Erez Yalon: These ‘software passports’ present a variety of challenges pertaining to security and privacy. Some immediate considerations that should be taken into account include identification: “Who am I?” – Passport carrier identification – There will be a need to ensure that the individual carrying the passport is who they claim they are. This is relatively easy to solve if the process is done manually, where a person can check a picture or ID, but if required to be done automatically, there is a challenge.
DJ: Who can pull (read) the information?
Yalon: System user identification – Who will be allowed to check the data? Anyone? Police? Airline personnel? Bouncers at the doors of clubs and arenas? Authentication of system users, and the correct authorization, are needed to avoid malicious use.
Also, “who can push (write) information?” This is about system component identification. Such a system is complex when considering the multitude of responsible ‘contributors.’ Vaccination information is going to be submitted by various medical outlets including hospitals, public and private clinics, independent doctors and nurses, and more. These submissions will be communicated and reported to local, regional, and national medical centers that should eventually aggregate all information under one organization. Each step of the way must be correctly authenticated and authorized to make sure that data is added to the system only by individuals who are allowed to do so.

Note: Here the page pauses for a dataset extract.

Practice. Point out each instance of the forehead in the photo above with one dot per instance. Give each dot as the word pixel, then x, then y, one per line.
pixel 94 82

DJ: What are the data handling concerns?
Yalon: There is data transfer: The complex network described earlier requires the handling of a lot of “moving data” when being sent and received. It only takes one branch of this network to not be secure enough to place the data at risk.
We also need to be concerned with privacy. Leaking data, especially medical data that is considered sensitive, can cause a huge issue of privacy breach. Considering these ‘software passports’ will potentially hold everything from medical information to travel logs to biometric data, the importance of placing privacy at the forefront is clear.
And there is integrity, If the transportation of data is not secure enough, it might be corrupted or forged, which could damage the integrity of the information and the entire system at-large.
Finally, with data retention. Even when not “on the move,” sensitive data needs to be protected and secured. Controls need to be implemented to ensure that the data cannot be accessed by malicious actors.
DJ: What happens if data needs to be shared?
Yalon: With data sharing and minimization, this is similar to as we saw with contact tracing applications, if individuals will not be mandated to opt-in to this digital identification system, then an opt-in / opt-out mechanism must be made available. Additionally, the PII data that is collected should be kept to a minimum, only gathering the essential information that makes this a viable solution.